A l’occasion de la Journée Mondiale des Pauvres, instituée le 33ème dimanche du temps ordinaire, cette année le 16 novembre, la paroisse organise un dimanche de la Fraternité. Une manière d’accueillir les pauvres comme nos frères et de se laisser enseigner l’Évangile par eux. Une manière d’accueillir notre pauvreté dans la joie du salut!

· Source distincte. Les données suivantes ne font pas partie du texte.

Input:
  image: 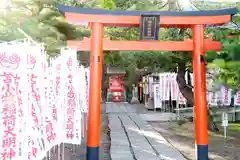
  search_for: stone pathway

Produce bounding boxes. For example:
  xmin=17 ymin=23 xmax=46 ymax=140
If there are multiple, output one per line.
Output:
xmin=106 ymin=103 xmax=185 ymax=160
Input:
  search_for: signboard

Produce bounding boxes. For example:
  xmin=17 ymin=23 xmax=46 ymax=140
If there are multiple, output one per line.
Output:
xmin=140 ymin=15 xmax=160 ymax=40
xmin=153 ymin=83 xmax=162 ymax=108
xmin=222 ymin=112 xmax=228 ymax=127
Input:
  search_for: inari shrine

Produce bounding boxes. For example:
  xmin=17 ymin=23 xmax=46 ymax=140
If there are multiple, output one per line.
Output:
xmin=57 ymin=5 xmax=236 ymax=160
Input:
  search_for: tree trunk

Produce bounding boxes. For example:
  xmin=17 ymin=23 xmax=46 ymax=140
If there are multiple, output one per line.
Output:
xmin=177 ymin=62 xmax=219 ymax=132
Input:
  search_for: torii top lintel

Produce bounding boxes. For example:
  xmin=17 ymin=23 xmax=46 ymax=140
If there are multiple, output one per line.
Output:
xmin=57 ymin=4 xmax=237 ymax=28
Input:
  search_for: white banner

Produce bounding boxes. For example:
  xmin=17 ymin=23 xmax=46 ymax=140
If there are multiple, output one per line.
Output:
xmin=0 ymin=43 xmax=86 ymax=160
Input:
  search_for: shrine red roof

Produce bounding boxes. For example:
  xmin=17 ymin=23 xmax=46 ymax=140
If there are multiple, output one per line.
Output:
xmin=57 ymin=4 xmax=237 ymax=27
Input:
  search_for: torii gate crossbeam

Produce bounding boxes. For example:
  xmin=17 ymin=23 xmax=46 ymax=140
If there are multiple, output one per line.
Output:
xmin=57 ymin=5 xmax=236 ymax=160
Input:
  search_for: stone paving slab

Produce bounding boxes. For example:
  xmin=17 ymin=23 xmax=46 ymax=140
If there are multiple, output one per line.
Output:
xmin=106 ymin=103 xmax=185 ymax=160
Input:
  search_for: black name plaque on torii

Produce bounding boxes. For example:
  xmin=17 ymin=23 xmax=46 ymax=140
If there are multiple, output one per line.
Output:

En effet, les pauvres nous renvoient au cœur du message de l’Évangile, comme nous le rappelle le pape Léon dans son exhortation apostolique sur l’amour envers les pauvres du nom de Dilexi Te (DT) « Moi, je t’ai aimée » dit Jésus à une église pauvre en Apocalypse 3,9. Voici quelques passages de cette exhortation:

Le pauvre révèle Jésus

Il s’agit de percevoir le lien fort qui existe entre l’amour du Christ et son appel à nous faire proches des pauvres (DT nº3). Dans l’Évangile, une femme verse sur les pieds de Jésus une huile parfumée très précieuse et provoque une controverse entre Jésus et ses disciples. Ces derniers disent « à quoi bon ce gaspillage, cela pouvait être vendu bien cher et donné à des pauvres ! » et Jésus répond « les pauvres, vous les aurez toujours avec vous » (Mt 26, 8-9.11). Ceux qui souffrent – comme Jésus la veille de sa Passion – savent combien ce geste d’affection peut être grand et quel soulagement il peut apporter ; c’est pourquoi Jésus ajoute « partout où sera proclamé cet Évangile, dans le monde entier, on redira à sa mémoire ce qu’elle vient de faire » (Mt 26, 13). Cette parole du Seigneur revient à l’esprit : « Dans la mesure où vous l’avez fait à l’un de ces plus petits de mes frères, c’est à moi que vous l’avez fait » (Mt 25, 40). Nous ne sommes pas dans le domaine de la bienfaisance, mais dans celui de la Révélation : le contact avec ceux qui n’ont ni pouvoir ni grandeur est une manière fondamentale de rencontrer le Seigneur de l’histoire. À travers les pauvres, Il a encore quelque chose à nous dire. » (DT nº4.5)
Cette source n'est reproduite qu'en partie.